Autonomic Stimulation

• Parasympathetic stimulation releases acetylcholine at vagal nerve endings.
• Acetylcholine reduces the rate and rhythm of the S.A. node.
• Acetylcholine decreases excitability of the AV junctional fibers.
• Mild stimulation can slow the heart, while strong stimulation can halt the S.A. node or block impulse transmission for up to 20 seconds.
• Acetylcholine increases membrane permeability to potassium ions, causing rapid potassium efflux and hyperpolarization.
• Hyperpolarization reduces cell excitability.
• Sympathetic stimulation causes increased S.A. node discharge, enhancing conduction rate, excitability, and contraction force.

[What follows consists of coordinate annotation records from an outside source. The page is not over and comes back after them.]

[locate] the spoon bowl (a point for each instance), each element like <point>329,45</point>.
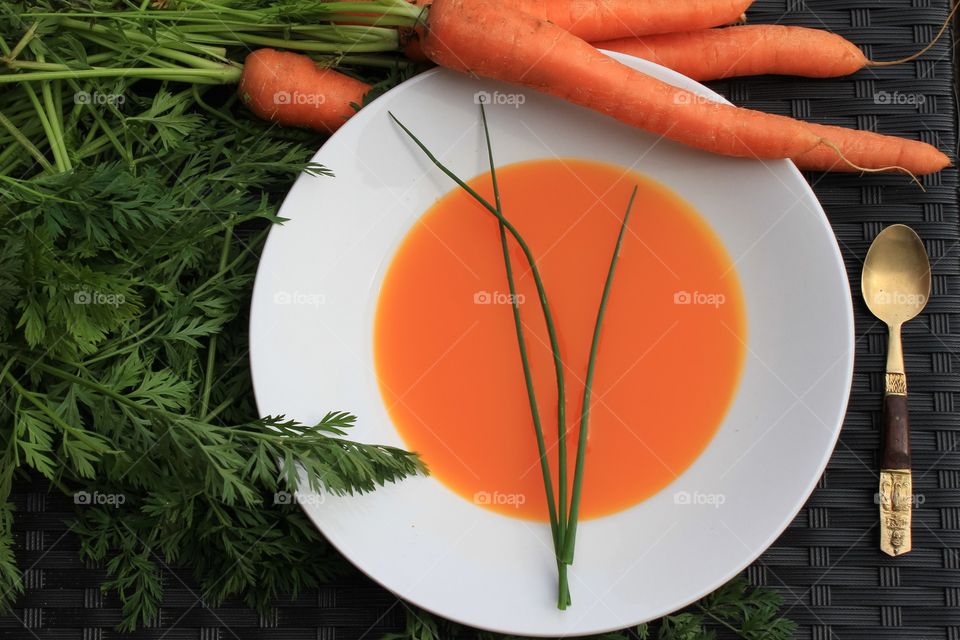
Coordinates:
<point>896,285</point>
<point>896,275</point>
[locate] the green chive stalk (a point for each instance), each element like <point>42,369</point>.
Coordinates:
<point>571,539</point>
<point>556,522</point>
<point>563,598</point>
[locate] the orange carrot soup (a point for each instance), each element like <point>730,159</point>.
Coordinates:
<point>670,354</point>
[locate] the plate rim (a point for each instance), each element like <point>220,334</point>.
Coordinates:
<point>676,79</point>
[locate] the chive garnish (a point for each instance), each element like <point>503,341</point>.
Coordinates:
<point>556,522</point>
<point>571,539</point>
<point>563,528</point>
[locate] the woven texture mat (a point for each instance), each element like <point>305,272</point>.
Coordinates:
<point>827,565</point>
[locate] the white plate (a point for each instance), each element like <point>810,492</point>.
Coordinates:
<point>311,351</point>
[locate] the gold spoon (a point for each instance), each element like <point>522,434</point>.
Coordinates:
<point>896,285</point>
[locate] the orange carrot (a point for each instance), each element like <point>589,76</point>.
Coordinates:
<point>869,150</point>
<point>490,38</point>
<point>595,20</point>
<point>292,90</point>
<point>711,54</point>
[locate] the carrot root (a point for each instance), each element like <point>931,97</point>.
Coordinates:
<point>713,54</point>
<point>850,150</point>
<point>490,38</point>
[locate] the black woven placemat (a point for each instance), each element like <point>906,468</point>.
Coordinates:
<point>836,583</point>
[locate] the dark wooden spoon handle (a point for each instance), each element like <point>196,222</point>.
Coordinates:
<point>896,427</point>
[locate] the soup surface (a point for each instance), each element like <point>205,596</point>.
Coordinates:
<point>670,355</point>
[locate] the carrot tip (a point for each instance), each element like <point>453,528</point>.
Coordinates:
<point>913,176</point>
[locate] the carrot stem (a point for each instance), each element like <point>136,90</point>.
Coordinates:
<point>564,598</point>
<point>226,75</point>
<point>571,538</point>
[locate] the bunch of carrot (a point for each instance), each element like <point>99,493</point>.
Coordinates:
<point>546,45</point>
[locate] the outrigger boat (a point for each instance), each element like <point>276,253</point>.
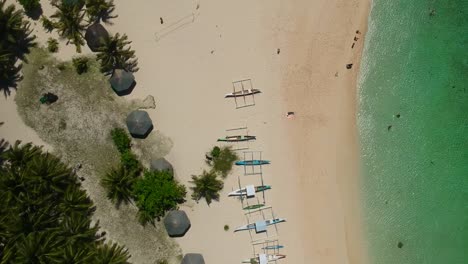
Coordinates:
<point>252,162</point>
<point>254,206</point>
<point>260,226</point>
<point>264,258</point>
<point>249,190</point>
<point>242,93</point>
<point>273,247</point>
<point>237,138</point>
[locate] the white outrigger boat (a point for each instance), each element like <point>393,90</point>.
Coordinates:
<point>242,93</point>
<point>264,258</point>
<point>260,226</point>
<point>249,190</point>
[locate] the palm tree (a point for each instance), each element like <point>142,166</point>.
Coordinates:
<point>100,10</point>
<point>18,156</point>
<point>10,75</point>
<point>111,254</point>
<point>118,184</point>
<point>77,229</point>
<point>76,200</point>
<point>206,186</point>
<point>15,33</point>
<point>72,254</point>
<point>35,247</point>
<point>115,54</point>
<point>69,23</point>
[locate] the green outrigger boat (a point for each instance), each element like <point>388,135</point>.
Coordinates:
<point>237,138</point>
<point>252,207</point>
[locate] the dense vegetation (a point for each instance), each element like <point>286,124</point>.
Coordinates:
<point>15,42</point>
<point>100,10</point>
<point>116,54</point>
<point>222,160</point>
<point>30,6</point>
<point>45,215</point>
<point>207,186</point>
<point>156,193</point>
<point>68,21</point>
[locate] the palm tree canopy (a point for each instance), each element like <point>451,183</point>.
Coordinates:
<point>45,217</point>
<point>96,36</point>
<point>15,32</point>
<point>69,22</point>
<point>100,10</point>
<point>116,54</point>
<point>206,186</point>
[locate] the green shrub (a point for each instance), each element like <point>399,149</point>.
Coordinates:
<point>62,66</point>
<point>130,161</point>
<point>223,161</point>
<point>52,45</point>
<point>81,64</point>
<point>121,139</point>
<point>206,186</point>
<point>47,24</point>
<point>30,5</point>
<point>215,152</point>
<point>156,193</point>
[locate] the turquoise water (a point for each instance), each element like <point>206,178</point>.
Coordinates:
<point>415,168</point>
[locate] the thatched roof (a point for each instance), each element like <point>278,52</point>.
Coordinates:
<point>139,124</point>
<point>96,36</point>
<point>122,82</point>
<point>193,258</point>
<point>161,165</point>
<point>176,223</point>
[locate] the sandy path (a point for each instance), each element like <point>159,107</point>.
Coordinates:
<point>188,64</point>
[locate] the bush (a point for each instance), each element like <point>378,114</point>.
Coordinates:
<point>156,193</point>
<point>47,24</point>
<point>61,66</point>
<point>30,5</point>
<point>121,139</point>
<point>81,64</point>
<point>223,160</point>
<point>130,162</point>
<point>52,45</point>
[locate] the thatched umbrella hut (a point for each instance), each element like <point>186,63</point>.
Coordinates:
<point>95,36</point>
<point>139,124</point>
<point>161,165</point>
<point>193,258</point>
<point>176,223</point>
<point>122,82</point>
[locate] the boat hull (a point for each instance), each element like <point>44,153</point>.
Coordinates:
<point>237,139</point>
<point>240,94</point>
<point>252,162</point>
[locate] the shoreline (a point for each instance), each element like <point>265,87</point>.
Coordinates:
<point>196,64</point>
<point>339,172</point>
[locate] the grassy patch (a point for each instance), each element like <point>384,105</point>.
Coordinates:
<point>77,127</point>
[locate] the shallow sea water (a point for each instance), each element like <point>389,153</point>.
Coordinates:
<point>415,166</point>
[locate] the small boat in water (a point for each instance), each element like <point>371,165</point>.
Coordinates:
<point>260,226</point>
<point>264,258</point>
<point>242,93</point>
<point>237,138</point>
<point>249,190</point>
<point>252,162</point>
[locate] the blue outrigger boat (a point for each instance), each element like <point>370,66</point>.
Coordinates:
<point>252,162</point>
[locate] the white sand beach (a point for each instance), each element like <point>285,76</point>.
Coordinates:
<point>189,63</point>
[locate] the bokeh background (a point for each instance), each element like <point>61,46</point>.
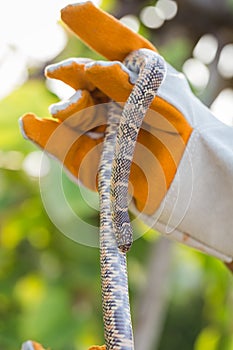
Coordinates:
<point>50,285</point>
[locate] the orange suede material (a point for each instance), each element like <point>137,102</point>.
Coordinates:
<point>114,82</point>
<point>165,131</point>
<point>37,346</point>
<point>84,101</point>
<point>102,32</point>
<point>73,74</point>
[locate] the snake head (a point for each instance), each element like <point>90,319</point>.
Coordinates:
<point>124,235</point>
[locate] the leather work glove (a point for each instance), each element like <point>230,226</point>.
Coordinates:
<point>182,176</point>
<point>32,345</point>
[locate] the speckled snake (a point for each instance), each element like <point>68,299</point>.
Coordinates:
<point>115,228</point>
<point>147,70</point>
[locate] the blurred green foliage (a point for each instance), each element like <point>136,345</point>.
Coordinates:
<point>50,285</point>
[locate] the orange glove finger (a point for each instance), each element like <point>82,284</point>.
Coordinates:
<point>78,152</point>
<point>85,19</point>
<point>117,82</point>
<point>80,111</point>
<point>72,72</point>
<point>32,345</point>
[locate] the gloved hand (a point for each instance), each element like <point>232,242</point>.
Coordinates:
<point>32,345</point>
<point>177,183</point>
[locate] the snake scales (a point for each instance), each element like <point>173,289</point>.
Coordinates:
<point>115,228</point>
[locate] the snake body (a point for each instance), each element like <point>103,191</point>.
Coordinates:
<point>115,229</point>
<point>150,69</point>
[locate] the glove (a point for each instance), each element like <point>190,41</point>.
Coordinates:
<point>32,345</point>
<point>186,191</point>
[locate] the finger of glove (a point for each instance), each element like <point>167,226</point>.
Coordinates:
<point>31,345</point>
<point>102,32</point>
<point>71,72</point>
<point>114,80</point>
<point>80,111</point>
<point>111,78</point>
<point>79,153</point>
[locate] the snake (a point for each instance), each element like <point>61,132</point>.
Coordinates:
<point>116,233</point>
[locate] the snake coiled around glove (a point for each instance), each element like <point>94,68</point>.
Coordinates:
<point>115,229</point>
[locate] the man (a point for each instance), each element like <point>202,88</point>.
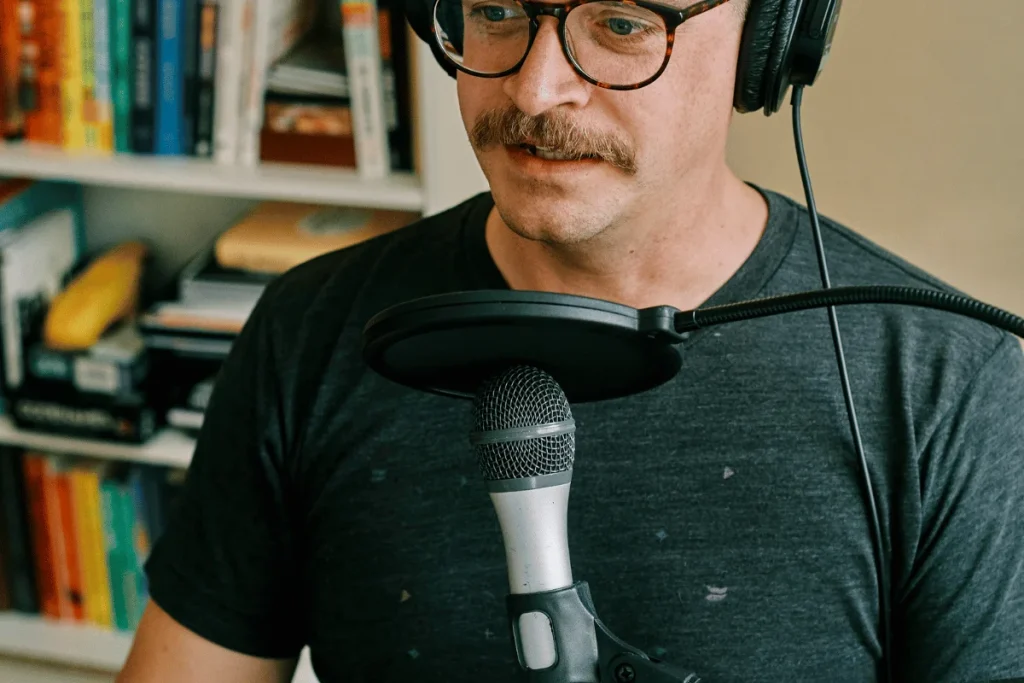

• Norepinephrine, released from sympathetic nerve endings, stimulates beta one adrenergic receptors.
• Beta one receptor activation increases membrane permeability to sodium and calcium ions.
• Increased sodium and calcium permeability results in a more positive resting potential, accelerating self-excitation.
• Action potentials conduct more easily through the bundles, reducing conduction time from atria to ventricles.